July 03, 2013
An Iranian refugee has described as shameful a federal government push to return failed asylum seekers to their home country.
Babak, 38, said moves by the new Rudd leadership to deter boat arrivals and to talk to Iran and the UNHCR about repatriation are using persecuted people for political ends.
Foreign Minister Bob Carr told the ABC on Monday that some Iranian boat people were middle-class economic migrants.
But Babak (not his real name), said that like himself, 99 per cent of Iranian boat people are fleeing political persecution.

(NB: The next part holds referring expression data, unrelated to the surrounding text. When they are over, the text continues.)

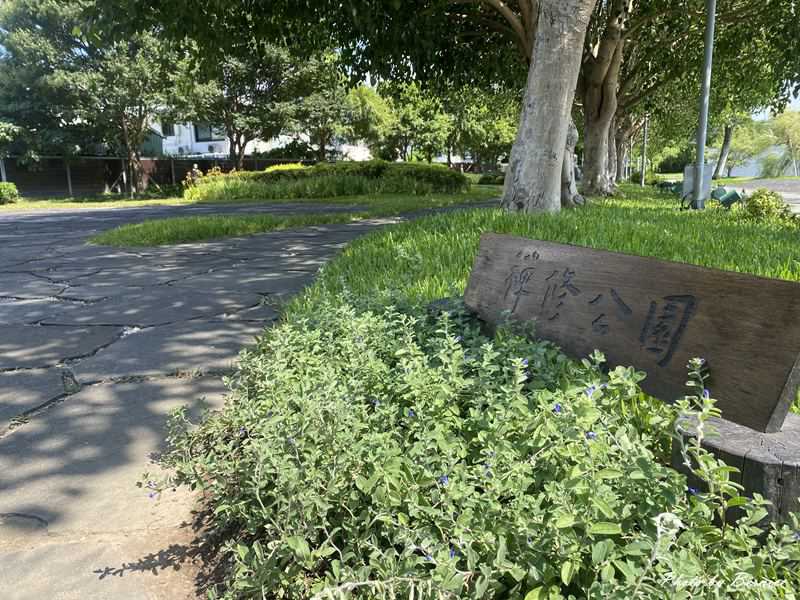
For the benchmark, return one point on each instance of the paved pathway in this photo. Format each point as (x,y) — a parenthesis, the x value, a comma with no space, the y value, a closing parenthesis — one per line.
(789,188)
(97,345)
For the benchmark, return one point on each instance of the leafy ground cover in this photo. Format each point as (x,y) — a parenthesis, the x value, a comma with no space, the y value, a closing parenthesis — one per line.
(387,454)
(372,448)
(181,230)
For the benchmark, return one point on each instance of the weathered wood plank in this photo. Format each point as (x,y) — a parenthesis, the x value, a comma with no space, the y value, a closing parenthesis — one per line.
(655,315)
(768,463)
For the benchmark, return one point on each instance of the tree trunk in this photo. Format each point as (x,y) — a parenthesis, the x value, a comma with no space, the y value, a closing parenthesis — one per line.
(612,154)
(137,175)
(533,181)
(622,156)
(600,85)
(570,197)
(724,152)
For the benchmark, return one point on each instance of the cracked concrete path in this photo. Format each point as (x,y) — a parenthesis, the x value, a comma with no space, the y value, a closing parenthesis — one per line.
(97,346)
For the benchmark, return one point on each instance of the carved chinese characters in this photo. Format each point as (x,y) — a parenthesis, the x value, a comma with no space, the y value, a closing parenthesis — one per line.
(654,315)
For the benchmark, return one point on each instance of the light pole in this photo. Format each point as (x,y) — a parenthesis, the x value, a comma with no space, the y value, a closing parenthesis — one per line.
(644,149)
(698,197)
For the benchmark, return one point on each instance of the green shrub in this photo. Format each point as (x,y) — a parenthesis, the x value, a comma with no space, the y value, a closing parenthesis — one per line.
(764,206)
(8,193)
(285,167)
(494,178)
(390,455)
(330,180)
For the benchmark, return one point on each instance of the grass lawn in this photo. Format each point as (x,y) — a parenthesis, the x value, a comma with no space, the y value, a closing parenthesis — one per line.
(431,258)
(181,230)
(721,180)
(365,443)
(424,260)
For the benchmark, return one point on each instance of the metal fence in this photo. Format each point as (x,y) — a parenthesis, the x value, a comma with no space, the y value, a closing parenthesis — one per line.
(57,177)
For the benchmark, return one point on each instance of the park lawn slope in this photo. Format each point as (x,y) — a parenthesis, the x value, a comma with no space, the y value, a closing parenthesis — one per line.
(432,257)
(180,230)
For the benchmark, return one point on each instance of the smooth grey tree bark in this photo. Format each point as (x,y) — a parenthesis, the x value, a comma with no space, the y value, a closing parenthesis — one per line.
(613,157)
(534,178)
(599,89)
(724,152)
(570,197)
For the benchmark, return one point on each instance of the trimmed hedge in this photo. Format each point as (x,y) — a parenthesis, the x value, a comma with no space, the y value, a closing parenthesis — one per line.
(440,178)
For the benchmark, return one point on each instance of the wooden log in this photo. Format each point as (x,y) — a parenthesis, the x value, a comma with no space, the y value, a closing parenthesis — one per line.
(655,315)
(769,463)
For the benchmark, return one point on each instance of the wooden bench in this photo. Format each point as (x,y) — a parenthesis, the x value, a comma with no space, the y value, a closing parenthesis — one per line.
(657,315)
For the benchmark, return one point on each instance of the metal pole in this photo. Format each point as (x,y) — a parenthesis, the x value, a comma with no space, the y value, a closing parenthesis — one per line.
(644,148)
(69,178)
(699,201)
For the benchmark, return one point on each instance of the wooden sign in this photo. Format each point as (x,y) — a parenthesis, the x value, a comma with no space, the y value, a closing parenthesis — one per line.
(654,315)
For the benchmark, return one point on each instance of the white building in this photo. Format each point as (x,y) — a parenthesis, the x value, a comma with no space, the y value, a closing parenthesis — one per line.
(201,139)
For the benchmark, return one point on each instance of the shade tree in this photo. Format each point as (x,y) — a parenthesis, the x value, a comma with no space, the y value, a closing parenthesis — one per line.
(250,96)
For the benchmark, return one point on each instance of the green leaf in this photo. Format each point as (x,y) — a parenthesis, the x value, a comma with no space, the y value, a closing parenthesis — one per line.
(565,521)
(605,528)
(299,546)
(539,593)
(609,474)
(604,507)
(600,552)
(568,570)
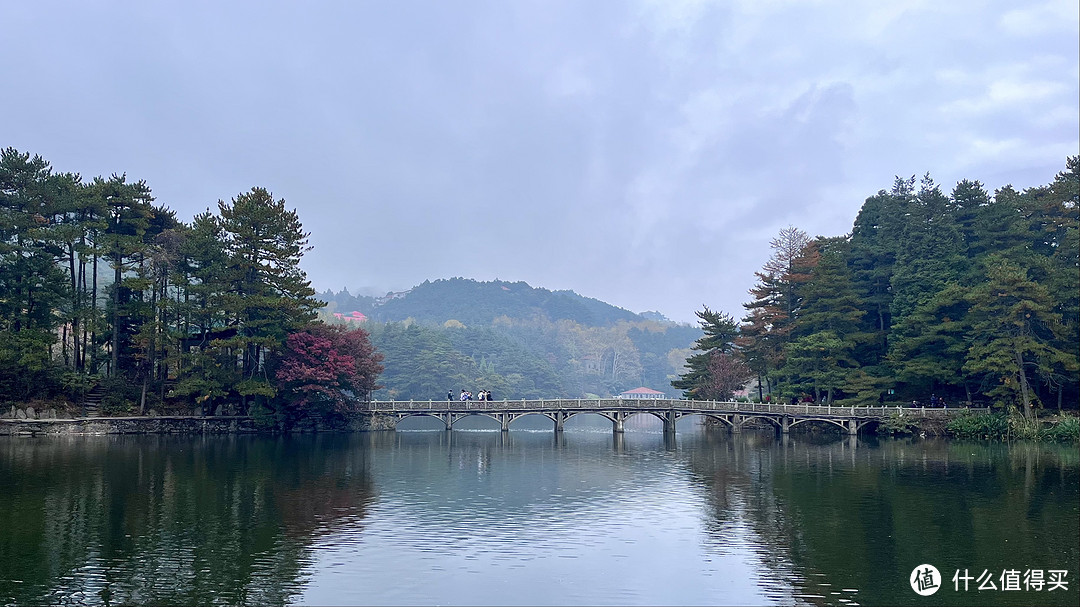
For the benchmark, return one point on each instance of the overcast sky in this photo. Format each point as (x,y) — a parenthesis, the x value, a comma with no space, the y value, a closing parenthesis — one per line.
(642,152)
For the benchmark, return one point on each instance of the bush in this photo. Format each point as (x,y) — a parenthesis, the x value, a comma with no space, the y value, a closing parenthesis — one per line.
(1067,429)
(980,427)
(898,423)
(1002,427)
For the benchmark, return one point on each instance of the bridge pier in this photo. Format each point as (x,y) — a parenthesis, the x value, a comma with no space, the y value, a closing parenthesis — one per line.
(618,421)
(670,422)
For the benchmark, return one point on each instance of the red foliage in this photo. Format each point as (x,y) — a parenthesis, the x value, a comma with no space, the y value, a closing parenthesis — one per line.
(327,366)
(727,373)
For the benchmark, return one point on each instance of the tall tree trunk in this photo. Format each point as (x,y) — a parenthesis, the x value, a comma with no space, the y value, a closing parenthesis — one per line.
(93,308)
(115,355)
(1023,383)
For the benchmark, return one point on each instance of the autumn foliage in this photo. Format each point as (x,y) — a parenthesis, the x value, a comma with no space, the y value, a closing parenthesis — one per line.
(326,368)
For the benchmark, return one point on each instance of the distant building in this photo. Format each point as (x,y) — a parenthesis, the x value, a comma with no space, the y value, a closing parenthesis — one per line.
(642,393)
(352,318)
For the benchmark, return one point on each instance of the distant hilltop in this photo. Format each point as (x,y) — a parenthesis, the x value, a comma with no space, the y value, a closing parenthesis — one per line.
(478,304)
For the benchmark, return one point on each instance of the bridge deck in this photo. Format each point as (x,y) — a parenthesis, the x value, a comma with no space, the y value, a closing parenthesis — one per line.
(646,405)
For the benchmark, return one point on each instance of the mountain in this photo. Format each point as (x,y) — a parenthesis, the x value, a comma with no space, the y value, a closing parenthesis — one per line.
(473,302)
(514,339)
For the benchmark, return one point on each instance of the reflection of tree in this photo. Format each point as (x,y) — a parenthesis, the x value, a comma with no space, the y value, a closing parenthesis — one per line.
(171,521)
(863,517)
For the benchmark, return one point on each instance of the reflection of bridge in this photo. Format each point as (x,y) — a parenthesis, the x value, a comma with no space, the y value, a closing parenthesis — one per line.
(734,415)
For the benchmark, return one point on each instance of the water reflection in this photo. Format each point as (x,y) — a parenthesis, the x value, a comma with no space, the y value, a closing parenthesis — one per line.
(582,516)
(170,520)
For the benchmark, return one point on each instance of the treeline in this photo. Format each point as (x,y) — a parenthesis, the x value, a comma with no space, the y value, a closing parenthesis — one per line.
(476,304)
(964,296)
(100,288)
(531,358)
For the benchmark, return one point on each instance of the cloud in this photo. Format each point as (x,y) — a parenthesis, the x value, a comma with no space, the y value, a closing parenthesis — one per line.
(574,145)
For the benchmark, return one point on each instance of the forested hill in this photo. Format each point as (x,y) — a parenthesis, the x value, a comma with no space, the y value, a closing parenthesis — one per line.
(478,304)
(513,339)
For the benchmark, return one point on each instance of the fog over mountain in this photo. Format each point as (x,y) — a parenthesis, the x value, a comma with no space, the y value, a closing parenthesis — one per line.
(639,152)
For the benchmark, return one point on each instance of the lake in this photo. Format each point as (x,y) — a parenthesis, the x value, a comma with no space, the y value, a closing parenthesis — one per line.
(530,516)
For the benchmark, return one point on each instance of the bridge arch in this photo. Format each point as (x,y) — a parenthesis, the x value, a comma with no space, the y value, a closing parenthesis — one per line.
(838,422)
(404,416)
(774,421)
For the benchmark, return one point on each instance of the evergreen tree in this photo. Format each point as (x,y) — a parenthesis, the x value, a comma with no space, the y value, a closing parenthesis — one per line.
(1014,332)
(720,331)
(268,296)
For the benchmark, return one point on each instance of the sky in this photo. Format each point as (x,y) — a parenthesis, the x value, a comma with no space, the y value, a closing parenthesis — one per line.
(643,152)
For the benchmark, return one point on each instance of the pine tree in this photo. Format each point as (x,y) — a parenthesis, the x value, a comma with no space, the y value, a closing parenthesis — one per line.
(720,331)
(1014,332)
(268,296)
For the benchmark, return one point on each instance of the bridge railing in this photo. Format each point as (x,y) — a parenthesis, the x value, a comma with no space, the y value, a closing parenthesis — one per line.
(657,404)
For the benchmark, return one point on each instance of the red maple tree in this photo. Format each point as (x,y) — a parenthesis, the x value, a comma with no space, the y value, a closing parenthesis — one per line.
(327,368)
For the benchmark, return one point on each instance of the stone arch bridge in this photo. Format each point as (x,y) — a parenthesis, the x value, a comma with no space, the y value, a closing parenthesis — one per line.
(387,414)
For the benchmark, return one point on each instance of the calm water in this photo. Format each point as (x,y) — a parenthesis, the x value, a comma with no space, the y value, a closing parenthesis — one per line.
(528,517)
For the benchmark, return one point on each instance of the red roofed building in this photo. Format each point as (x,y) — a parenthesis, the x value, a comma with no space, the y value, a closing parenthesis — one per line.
(642,393)
(353,318)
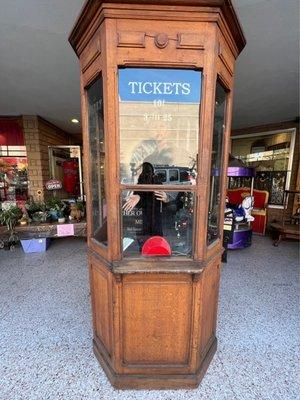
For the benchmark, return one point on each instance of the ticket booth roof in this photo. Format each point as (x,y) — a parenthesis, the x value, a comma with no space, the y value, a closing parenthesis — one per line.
(91,7)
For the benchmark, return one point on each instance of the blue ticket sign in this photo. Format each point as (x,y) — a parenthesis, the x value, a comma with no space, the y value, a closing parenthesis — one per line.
(152,84)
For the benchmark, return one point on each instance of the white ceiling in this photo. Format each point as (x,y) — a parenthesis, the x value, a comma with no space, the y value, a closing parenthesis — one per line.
(39,71)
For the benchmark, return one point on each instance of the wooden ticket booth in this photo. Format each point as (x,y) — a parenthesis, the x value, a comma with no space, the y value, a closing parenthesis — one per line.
(156,90)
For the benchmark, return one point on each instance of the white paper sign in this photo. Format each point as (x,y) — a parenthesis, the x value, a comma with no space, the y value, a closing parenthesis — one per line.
(65,230)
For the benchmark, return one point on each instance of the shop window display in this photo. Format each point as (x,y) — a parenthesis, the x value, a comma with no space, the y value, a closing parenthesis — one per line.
(213,231)
(159,121)
(159,129)
(271,155)
(97,160)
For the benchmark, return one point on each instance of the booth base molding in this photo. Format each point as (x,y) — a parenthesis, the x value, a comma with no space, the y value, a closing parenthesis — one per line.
(159,381)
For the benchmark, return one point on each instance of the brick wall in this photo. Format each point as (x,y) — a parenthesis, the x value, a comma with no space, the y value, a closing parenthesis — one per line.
(38,135)
(275,214)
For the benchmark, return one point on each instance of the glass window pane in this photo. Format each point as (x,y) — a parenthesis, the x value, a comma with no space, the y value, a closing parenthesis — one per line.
(97,161)
(159,121)
(172,220)
(173,175)
(213,231)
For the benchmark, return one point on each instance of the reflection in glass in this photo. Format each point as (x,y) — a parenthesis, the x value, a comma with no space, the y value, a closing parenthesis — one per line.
(213,230)
(97,160)
(159,122)
(158,213)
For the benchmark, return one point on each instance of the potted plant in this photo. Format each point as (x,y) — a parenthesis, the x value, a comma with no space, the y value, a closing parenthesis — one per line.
(55,208)
(36,210)
(9,218)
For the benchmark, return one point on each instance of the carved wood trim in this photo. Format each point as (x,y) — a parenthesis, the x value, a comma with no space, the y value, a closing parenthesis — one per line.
(190,40)
(223,58)
(131,39)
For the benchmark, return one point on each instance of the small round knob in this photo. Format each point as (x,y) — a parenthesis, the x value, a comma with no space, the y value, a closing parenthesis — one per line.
(161,40)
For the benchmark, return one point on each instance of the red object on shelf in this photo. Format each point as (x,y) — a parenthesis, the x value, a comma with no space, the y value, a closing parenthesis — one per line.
(156,246)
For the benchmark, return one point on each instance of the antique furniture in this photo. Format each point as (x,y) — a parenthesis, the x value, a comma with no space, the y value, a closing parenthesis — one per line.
(289,227)
(156,90)
(45,230)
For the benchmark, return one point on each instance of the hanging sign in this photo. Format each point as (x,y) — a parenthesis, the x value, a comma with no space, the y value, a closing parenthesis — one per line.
(158,84)
(53,184)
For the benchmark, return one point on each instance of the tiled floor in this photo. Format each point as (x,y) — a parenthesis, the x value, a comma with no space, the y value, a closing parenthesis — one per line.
(45,328)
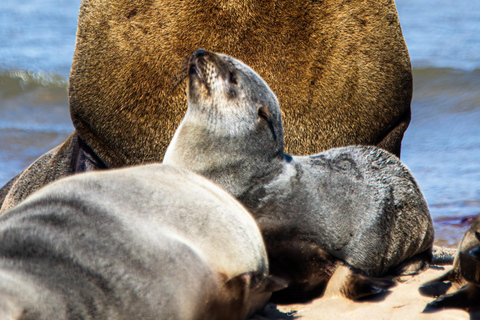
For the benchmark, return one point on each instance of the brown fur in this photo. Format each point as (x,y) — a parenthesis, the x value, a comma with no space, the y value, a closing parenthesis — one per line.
(340,69)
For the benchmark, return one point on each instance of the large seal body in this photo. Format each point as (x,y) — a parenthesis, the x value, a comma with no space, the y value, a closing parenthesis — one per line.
(151,242)
(359,205)
(340,69)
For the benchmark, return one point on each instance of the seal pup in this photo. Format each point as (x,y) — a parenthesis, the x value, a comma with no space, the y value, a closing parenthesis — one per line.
(358,205)
(151,242)
(341,70)
(462,282)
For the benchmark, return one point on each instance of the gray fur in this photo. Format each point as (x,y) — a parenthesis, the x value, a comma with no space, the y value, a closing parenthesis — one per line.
(152,242)
(360,204)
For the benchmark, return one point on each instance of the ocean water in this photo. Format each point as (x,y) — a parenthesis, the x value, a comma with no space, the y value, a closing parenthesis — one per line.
(441,146)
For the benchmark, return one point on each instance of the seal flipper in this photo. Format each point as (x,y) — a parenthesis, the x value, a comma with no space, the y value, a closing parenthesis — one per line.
(439,286)
(465,298)
(353,285)
(244,294)
(86,159)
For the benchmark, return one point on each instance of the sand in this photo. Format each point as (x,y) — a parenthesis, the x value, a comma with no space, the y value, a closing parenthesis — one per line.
(401,302)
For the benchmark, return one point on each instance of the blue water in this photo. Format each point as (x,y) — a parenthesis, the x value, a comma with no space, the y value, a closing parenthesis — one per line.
(441,146)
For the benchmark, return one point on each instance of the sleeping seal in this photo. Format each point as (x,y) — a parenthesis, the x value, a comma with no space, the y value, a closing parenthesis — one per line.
(358,205)
(463,280)
(341,70)
(152,242)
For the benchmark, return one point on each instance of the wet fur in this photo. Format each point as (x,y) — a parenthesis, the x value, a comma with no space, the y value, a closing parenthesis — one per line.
(341,71)
(359,205)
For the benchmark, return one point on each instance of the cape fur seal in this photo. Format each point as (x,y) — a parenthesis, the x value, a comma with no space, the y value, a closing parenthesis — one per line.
(152,242)
(341,71)
(463,281)
(359,205)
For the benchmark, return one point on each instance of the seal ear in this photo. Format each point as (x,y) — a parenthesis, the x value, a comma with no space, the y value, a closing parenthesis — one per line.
(266,115)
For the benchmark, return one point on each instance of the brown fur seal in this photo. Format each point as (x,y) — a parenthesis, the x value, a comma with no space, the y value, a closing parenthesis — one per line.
(341,71)
(150,242)
(359,205)
(463,281)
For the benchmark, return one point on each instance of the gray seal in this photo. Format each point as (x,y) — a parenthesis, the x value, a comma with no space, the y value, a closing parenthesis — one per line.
(358,205)
(341,70)
(150,242)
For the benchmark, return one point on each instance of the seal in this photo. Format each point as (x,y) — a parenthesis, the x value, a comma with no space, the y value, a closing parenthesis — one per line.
(150,242)
(359,205)
(340,69)
(462,282)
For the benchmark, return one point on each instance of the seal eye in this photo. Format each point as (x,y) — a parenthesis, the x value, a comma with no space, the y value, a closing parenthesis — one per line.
(266,115)
(232,78)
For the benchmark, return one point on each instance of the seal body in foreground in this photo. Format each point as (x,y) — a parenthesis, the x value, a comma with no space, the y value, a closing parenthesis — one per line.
(341,71)
(152,242)
(463,281)
(359,205)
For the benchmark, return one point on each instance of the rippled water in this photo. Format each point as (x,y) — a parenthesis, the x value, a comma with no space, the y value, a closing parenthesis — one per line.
(441,146)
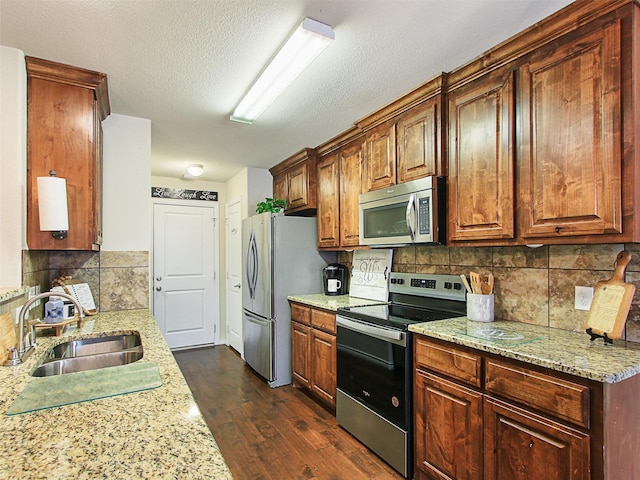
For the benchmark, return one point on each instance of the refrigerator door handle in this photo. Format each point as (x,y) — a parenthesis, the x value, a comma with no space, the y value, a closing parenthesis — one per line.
(250,267)
(256,265)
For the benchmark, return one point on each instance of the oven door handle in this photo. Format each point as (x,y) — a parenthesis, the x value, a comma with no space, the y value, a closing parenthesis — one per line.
(385,333)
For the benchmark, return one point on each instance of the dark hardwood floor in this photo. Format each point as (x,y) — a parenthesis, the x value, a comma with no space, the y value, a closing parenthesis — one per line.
(267,433)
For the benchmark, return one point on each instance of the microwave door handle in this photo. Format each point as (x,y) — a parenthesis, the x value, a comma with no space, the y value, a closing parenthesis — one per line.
(408,216)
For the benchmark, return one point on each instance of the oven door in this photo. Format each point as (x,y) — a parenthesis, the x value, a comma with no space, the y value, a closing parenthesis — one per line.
(374,368)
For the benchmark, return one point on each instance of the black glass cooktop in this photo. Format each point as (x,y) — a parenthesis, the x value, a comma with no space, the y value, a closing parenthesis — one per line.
(396,316)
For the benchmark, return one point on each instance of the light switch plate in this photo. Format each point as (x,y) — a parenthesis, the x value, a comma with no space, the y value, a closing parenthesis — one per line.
(583,298)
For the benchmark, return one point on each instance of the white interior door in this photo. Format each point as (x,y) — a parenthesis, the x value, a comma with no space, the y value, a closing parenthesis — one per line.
(234,276)
(184,280)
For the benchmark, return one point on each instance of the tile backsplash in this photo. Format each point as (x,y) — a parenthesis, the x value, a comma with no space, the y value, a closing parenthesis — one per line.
(118,280)
(532,285)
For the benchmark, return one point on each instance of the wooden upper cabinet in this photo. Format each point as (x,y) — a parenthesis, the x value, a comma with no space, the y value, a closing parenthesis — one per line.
(571,156)
(380,157)
(329,201)
(65,108)
(351,175)
(481,158)
(340,182)
(419,141)
(281,186)
(294,180)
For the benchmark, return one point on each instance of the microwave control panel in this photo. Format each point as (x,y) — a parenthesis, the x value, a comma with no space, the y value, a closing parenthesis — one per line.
(424,216)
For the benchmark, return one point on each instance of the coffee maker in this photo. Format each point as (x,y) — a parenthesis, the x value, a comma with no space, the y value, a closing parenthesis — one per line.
(335,278)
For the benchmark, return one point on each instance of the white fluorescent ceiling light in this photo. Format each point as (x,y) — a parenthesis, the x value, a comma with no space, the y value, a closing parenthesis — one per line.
(306,43)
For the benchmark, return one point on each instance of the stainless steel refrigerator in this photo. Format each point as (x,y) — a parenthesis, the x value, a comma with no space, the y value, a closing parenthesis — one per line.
(280,258)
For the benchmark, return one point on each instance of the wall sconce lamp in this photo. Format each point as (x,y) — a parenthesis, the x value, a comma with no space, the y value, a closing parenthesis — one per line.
(194,170)
(52,205)
(304,45)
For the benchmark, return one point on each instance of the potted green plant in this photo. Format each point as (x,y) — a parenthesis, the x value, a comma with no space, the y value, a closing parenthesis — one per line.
(274,205)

He said it was ”shameful” for leaders to preach human rights internationally then consider ”stopping the boats” to solve their problems of processing asylum seekers with Indonesia and to try to win votes at home.
He would like Mr Rudd to live in Iran – ”a tyrannic country without democracy” – for a month. Such a trip would be without Babak, who believes he would be jailed or hurt because he is a dissenter.
Babak, who is from Iran’s Kurdish minority, flew out on false papers in late 2009 after being clubbed in the back and filmed by Supreme Leader Ali Khamenei’s soldiers while taking part in a pro-democracy demonstration in Tehran.
Babak evaded arrest, but having been identified on film, he hid at friends’ homes for three months. After the demonstration ”some people were arrested, some people were killed; some people even now they are in jail”.
Babak fled to Indonesia and, in January 2010, sailed from the island of Flores to Ashmore Reef where he was picked up by Australian authorities.
Babak spent two years in detention on Christmas Island and at Villawood in Sydney, then lived in community detention in Perth, Adelaide and Sydney but was unable to find permanent work.
He is currently on a one-month bridging visa and fears, with the new federal government line-up’s apparently less generous mood towards asylum seekers, that he won’t be allowed to stay much longer. ”If I go back, the government of Iran hasn’t changed. The Supreme Leader of Iran is Khamenei, and I protested against them, and I [am from the] Kurdish minority. I fear [for] my life.”
Not qualified for social security, he is being fed by the Asylum Seeker Resource Centre in West Melbourne and staying with a volunteer.
He had no reason to leave Iran for economic reasons; he had a respectable retail job in western Iran and has a large, loving family.
”I’ve never met two nieces and a nephew that have been born since I left,” he says. ”If I didn’t have any problem in Iran, I’d be really desperate to go back to meet them.”